☀️15

1K 171 29
                                    

Ben artık dayağı hak ettim galiba.

Bir Mayıs sabahı daha fazla kendimi tutamayıp ilk kez garsonlarıma hislerimi söylüyorum, bu tanışma tarihimiz boyunca onlarla yaptığım en uzun konuşma oluyor ve Jimin bana aynen böyle söylüyor. Hyung, sen artık dayağı hak ettin.

Sen şu cüceye bak hele.

Henüz sana açılamadığım için bana sinirlendiler. Çalıştıkları dükkanın sahibinin aşırı korkak bir aptal olduğunu bilmiyorlar herhalde daha.

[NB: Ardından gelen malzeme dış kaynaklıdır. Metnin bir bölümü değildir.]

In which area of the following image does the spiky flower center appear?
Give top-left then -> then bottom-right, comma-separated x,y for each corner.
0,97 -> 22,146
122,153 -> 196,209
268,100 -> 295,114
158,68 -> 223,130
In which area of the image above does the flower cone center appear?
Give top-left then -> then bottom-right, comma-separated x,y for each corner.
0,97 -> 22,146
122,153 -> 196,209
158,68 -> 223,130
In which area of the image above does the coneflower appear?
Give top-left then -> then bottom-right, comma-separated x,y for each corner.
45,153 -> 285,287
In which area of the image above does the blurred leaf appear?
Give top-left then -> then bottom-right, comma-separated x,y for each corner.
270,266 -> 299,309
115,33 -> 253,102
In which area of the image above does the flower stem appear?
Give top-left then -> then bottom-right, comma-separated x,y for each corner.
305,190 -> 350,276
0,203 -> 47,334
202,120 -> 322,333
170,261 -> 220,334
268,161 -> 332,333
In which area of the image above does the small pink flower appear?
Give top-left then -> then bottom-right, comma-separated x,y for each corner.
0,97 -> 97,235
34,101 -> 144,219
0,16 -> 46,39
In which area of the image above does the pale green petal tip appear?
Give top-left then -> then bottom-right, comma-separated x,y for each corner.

Karton bardakları düzenlerken aklım sende, ya sana açılırsam ve beni reddedersen? Dünya başıma yıkılır mı o zaman? İntihar falan edersem? Cenazeme gelsen çok ağlar mısın? Ağlarsan ben çok üzülürüm Hoseok.

" ...Yoongi."

Bir an yemin ederim sesini sadece ben duyuyorum sanmıştım. Ama sağıma döndüğümde sen oradasın, tezgaha oturmuş ve bana gülümsüyorsun. Ne kadar güzelsin be adam. O kadar güzelsin ki canım yanıyor.

" Yoongi- iyi misin?! "

Komik hikaye şu ki, güzelliğine daldığım sırada yanlışlıkla kaynar sütü elime dökmüşüm. Ama ben yalan söylemem Hoseok, güzelliğin yüzünden canım yanıyor işte. Sandalyenden fırlıyorsun, tezgahın arkasına geliyor ve beni bileğimden yakalayıp musluğun altına sürüklüyorsun. Çığlığım boğazıma takılıyor, bağırırsam ayıp olur diye sesimi çıkarmıyorum. " Uçmuş bu ya, " diyor Jimin ve fısıldaşarak gülüyorlar.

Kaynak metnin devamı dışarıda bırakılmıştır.